# router raizer



## Ells (Apr 27, 2011)

Has anyone used the Routerraizer? Does the router have extra holes drilled in it to attach the lifter to it?


----------



## bobj3 (Jan 17, 2006)

Hi

Some do and some don't  some must be drilled out...

=======



Ells said:


> Has anyone used the Routerraizer? Does the router have extra holes drilled in it to attach the lifter to it?


----------



## jlord (Nov 16, 2009)

Hi Ellsworth,
I have the Router Raizer mounted on my Hitachi M12V in one of the tables & it works great.


----------



## Mike Wingate (Apr 26, 2009)

After a lot of thought, I went for a Jessem Rout-R-lift. Fits almost all plunging routers. Incorporates a good plate, great mechanism, insert rings. If buying again I would also consider the Incra lift. It is expensive, but is flat and great to use, no problems.


----------



## matt1710 (Sep 21, 2010)

Am keen to hear more on this device too. I have a 3612C which moves between skis, handheld and table - meaning that I can't anchor it to the table in a lift. Would be very interested to hear from others (particularly those with a 3612 or 3612C) that have this fitted.


----------



## Ells (Apr 27, 2011)

Has any one installed the router raizer on a Porter Cable 7539 and if so I would like to know how it went and what permanent modifications had to be made to the router.

ells


----------



## walowan (Jan 21, 2011)

I have been using a router raiser on a PC 7539 for many years, I like it a lot. the router can still be used above the table if you want but now has a fine adjustment instead of just sliding up and down the posts.


----------



## Tempest (Jan 7, 2011)

jlord said:


> Hi Ellsworth,
> I have the Router Raizer mounted on my Hitachi M12V in one of the tables & it works great.
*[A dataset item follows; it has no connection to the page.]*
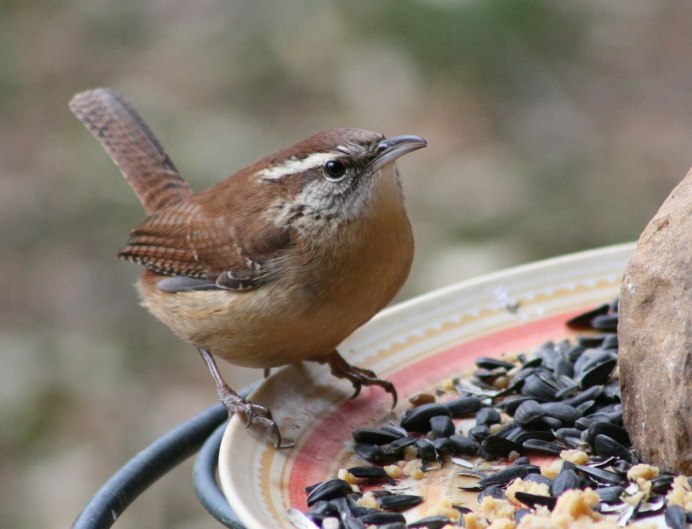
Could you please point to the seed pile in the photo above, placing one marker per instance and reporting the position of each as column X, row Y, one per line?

Same here. It's a bit pricey for what you get but the parts are high quality.


----------



## Ells (Apr 27, 2011)

*Stop leaver*



walowan said:


> I have been using a router raiser on a PC 7539 for many years, I like it a lot. the router can still be used above the table if you want but now has a fine adjustment instead of just sliding up and down the posts.
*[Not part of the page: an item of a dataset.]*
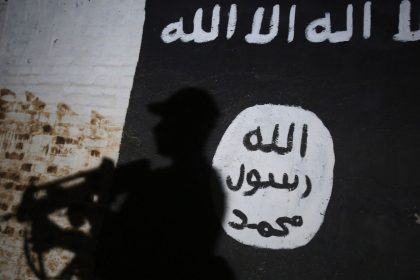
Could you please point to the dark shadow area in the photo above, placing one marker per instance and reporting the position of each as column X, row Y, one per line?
column 144, row 223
As you know then the 7539 has a leaver to turn to release the hold on the height setting of the router so my question is, does the Router Raizer need that tightening mechanism or does it replace it? 
At the present I have an under the table adjustment but I have to use one hand to release the hold on the height while turning the adjustment knob with the other. It is very unhandy to say the least.


----------



## bobj3 (Jan 17, 2006)

Hi

The one I have I just about always lock the mechanism once I have the bit set I have from time to time forget to lock it but it works just that way also..


======



Ells said:


> As you know then the 7539 has a leaver to turn to release the hold on the height setting of the router so my question is, does the Router Raizer need that tightening mechanism or does it replace it?
> At the present I have an under the table adjustment but I have to use one hand to release the hold on the height while turning the adjustment knob with the other. It is very unhandy to say the least.


----------



## walowan (Jan 21, 2011)

Ells said:


> As you know then the 7539 has a leaver to turn to release the hold on the height setting of the router so my question is, does the Router Raizer need that tightening mechanism or does it replace it?
> At the present I have an under the table adjustment but I have to use one hand to release the hold on the height while turning the adjustment knob with the other. It is very unhandy to say the least.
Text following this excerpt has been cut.